Peste porcine africaine : La FAO renforce les capacités du MIRAH pour une riposte accrue
La lutte contre la peste porcine africaine en Côte d’Ivoire franchit une nouvelle étape décisive. Le représentant de l’Organisation des Nations unies pour l’alimentation et l’agriculture (FAO) en Côte d’Ivoire, Joseph Nyemah, a procédé, le lundi 23 mars 2026 à Abidjan, à la remise officielle d’un important lot d’équipements au ministre des Ressources animales et halieutiques, Sidi Tiémoko Touré.
Ce matériel comprend des équipements d’investigation et d’intervention d’urgence, des dispositifs de contrôle des mouvements, ainsi que des outils de sensibilisation. Il vise à renforcer la biosécurité et à améliorer l’efficacité des actions de lutte contre cette épizootie aux conséquences économiques et sanitaires préoccupantes.
Selon Joseph Nyemah, ce don s’inscrit dans une approche structurée autour de trois axes stratégiques : l’investigation et la réponse rapide, le contrôle des mouvements, ainsi que la sensibilisation en vue d’un changement durable des comportements. Il a précisé que ces équipements permettront aux agents d’intervenir avec davantage d’efficacité et en toute sécurité, grâce à des outils performants de diagnostic et de désinfection.
Ils contribueront également à mieux encadrer les flux d’animaux et de produits dérivés, afin de limiter la propagation de la maladie. Par ailleurs, des supports pédagogiques adaptés viendront renforcer la biosécurité au sein des exploitations agricoles. À cette occasion, le représentant de la FAO a réaffirmé l’engagement de l’institution onusienne à accompagner durablement le gouvernement ivoirien dans cette lutte.

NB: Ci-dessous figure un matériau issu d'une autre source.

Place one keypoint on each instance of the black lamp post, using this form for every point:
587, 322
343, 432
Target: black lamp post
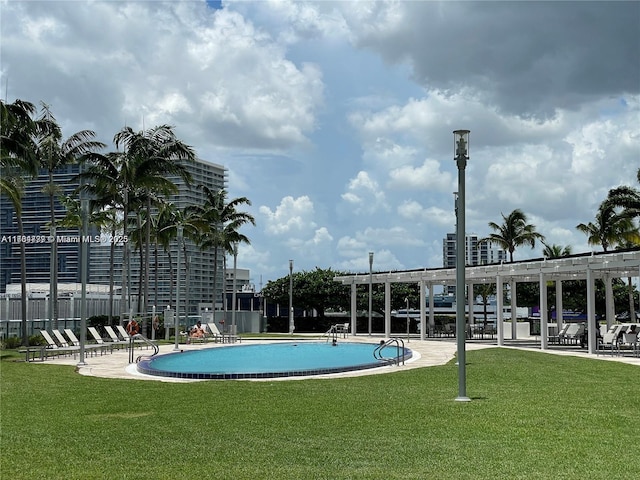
461, 149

Pour sa part, le ministre Sidi Tiémoko Touré a salué cette initiative, soulignant qu’elle permettra de renforcer la surveillance épidémiologique, d’intensifier les interventions sur le terrain et de consolider les mécanismes de riposte rapide. Il a qualifié cet appui de levier stratégique majeur pour une lutte plus efficace et durable contre la peste porcine africaine.

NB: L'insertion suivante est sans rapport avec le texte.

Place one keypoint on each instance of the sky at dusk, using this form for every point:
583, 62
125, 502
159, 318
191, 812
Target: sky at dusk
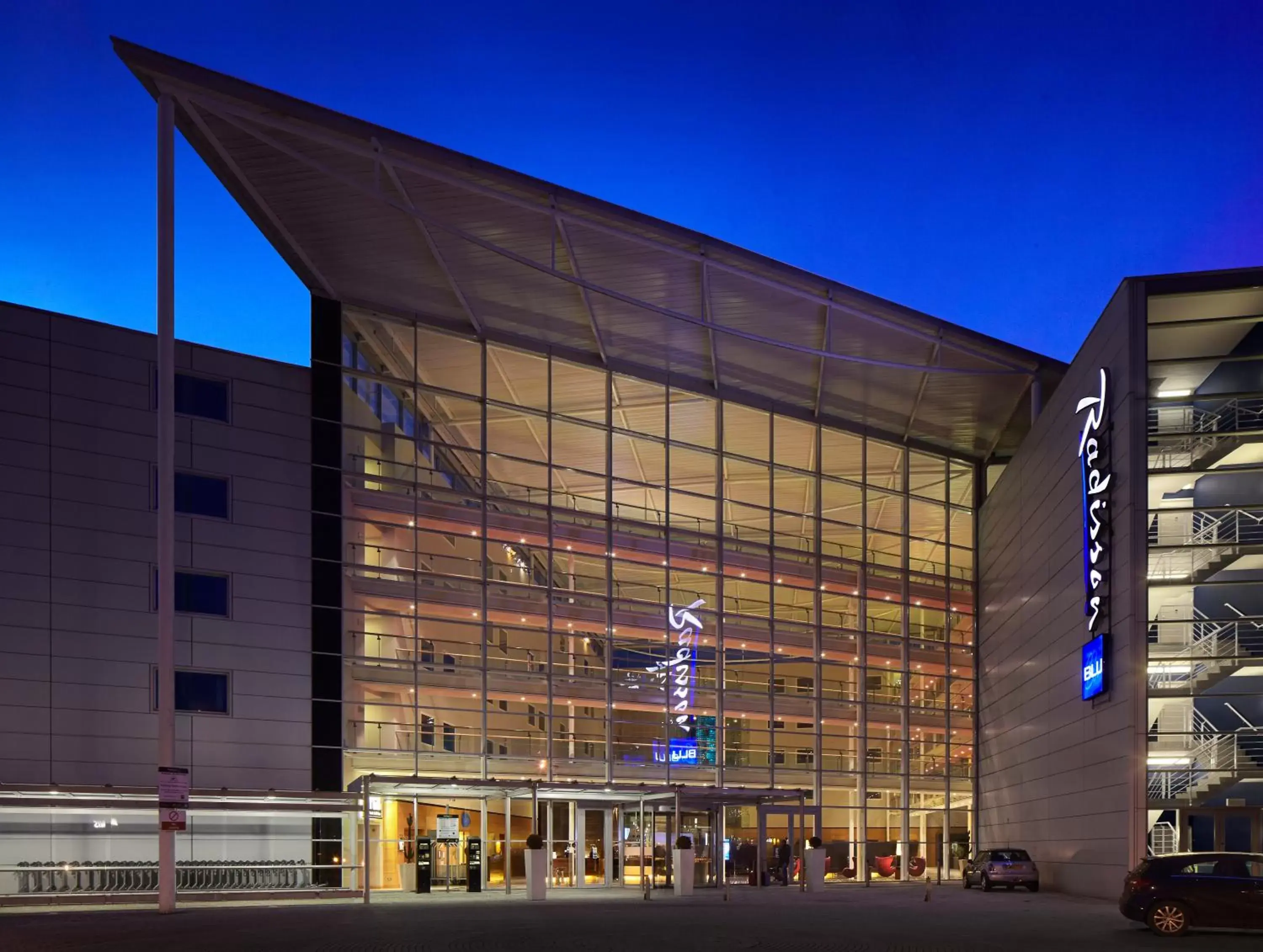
997, 165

Cette action s’inscrit dans le cadre d’un projet de coopération technique de la FAO, visant à réduire l’incidence de la maladie à travers le renforcement des capacités d’investigation, de contrôle et de sensibilisation.
Au-delà de son impact sanitaire, la peste porcine africaine constitue un défi économique majeur, affectant la sécurité alimentaire et les revenus des populations rurales. En Côte d’Ivoire, l’épizootie enregistrée en avril 2024 a entraîné l’abattage de plus de 108 000 porcs, illustrant l’ampleur des enjeux liés à cette maladie.